Myburgh has been addressing an audience of around 100 people at Urban Lime in central Durban on Tuesday night and he says that considering the amount of time that Magashule had to roll out his alleged looting network in the Free State and considering the length of his political career which was “problematic from the get go” it was apt to unpack it in book format.

Unlike in Gauteng where the launch was disrupted last month and in the Free State where the book's launch at the University of the Free State was cancelled last week amid fears of possible disruption, the Durban launch proceeded without a glitch.

With Magashule recently saying that he would prove in court that Myburgh was a liar, the author says that he is unfazed and that is actually inviting Magashule to sue him for defamation.

“In the last ten years corruption issues have not ended up in court when prominent people were involved because of the capture of the environment of government and if it takes a defamation suit to finally get a corrupt individual in court by all means please sue myself and the publisher.

“He’s been making those utterances for a month now and I’m really becoming about his legal bill because he’s saying he’s in consultation with his lawyers and we all know what lawyers charge, so it’s going to be quite a hefty bill,” says Myburgh.  

He says that his book was written in such a way as to allow the reader to “come on this journey as I unpack and reconstruct Ace Magashule the criminal and state capturer”.

While working on the 360 page book Myburgh says that he had been on Magashule’s trail for 13 months doing full time research on the former premier Free State province and says that in this period he discovered that Magashule operated like a brazen gangster, likening him to the character of Harlem drug boss Frank Lucas in the blockbusting 2007 movie American Gangster.

“Another thing that I started realising about Magashule is that he quite literally does operate like a gangster frequently in his dealings with contractors, fellow politicians and other people who operate in this political economic sphere where government tenders are decided upon.

“That includes things like literally working with something like a burner phone that he uses a couple of times to ensure that there couldn’t be any criminal investigation to trace these type of things,” Myburgh says.  
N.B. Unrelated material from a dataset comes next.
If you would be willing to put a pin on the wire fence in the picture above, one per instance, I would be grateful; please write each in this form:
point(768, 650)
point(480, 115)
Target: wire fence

He says that people who had a front row seat of Magashule’s handling of the Free State province coffers and the way he ran that province’s administration in his close to a decade long tenure as its premier have said that the book’s title was too soft on the now ANC SG.

He says that he had originally set out to look at certain case studies, and in this instance those were naturally government tenders, and he found that corrupt deals around tenders do allow people to build a detailed picture of how an individual like Magashule who functioned as a state capturer functioned in this capacity.  

“It is always a band of contractors closely associated with Magashule, the likes of his daughter, his brother in some instances, the family members of high profile politicians in the province, associates of and political backers of Magashule who walk away with these contracts.

“It is also to ensure that there is continued money flows to people in this network of benefactors of state contracts. The laws and regulations that govern how the government spends money in South Africa is flouted time and again. You’ve got things like the Municipal Public Finance Management Act that is sidestepped to ensure that people like Magashule’s associates get the contracts,” says Myburgh.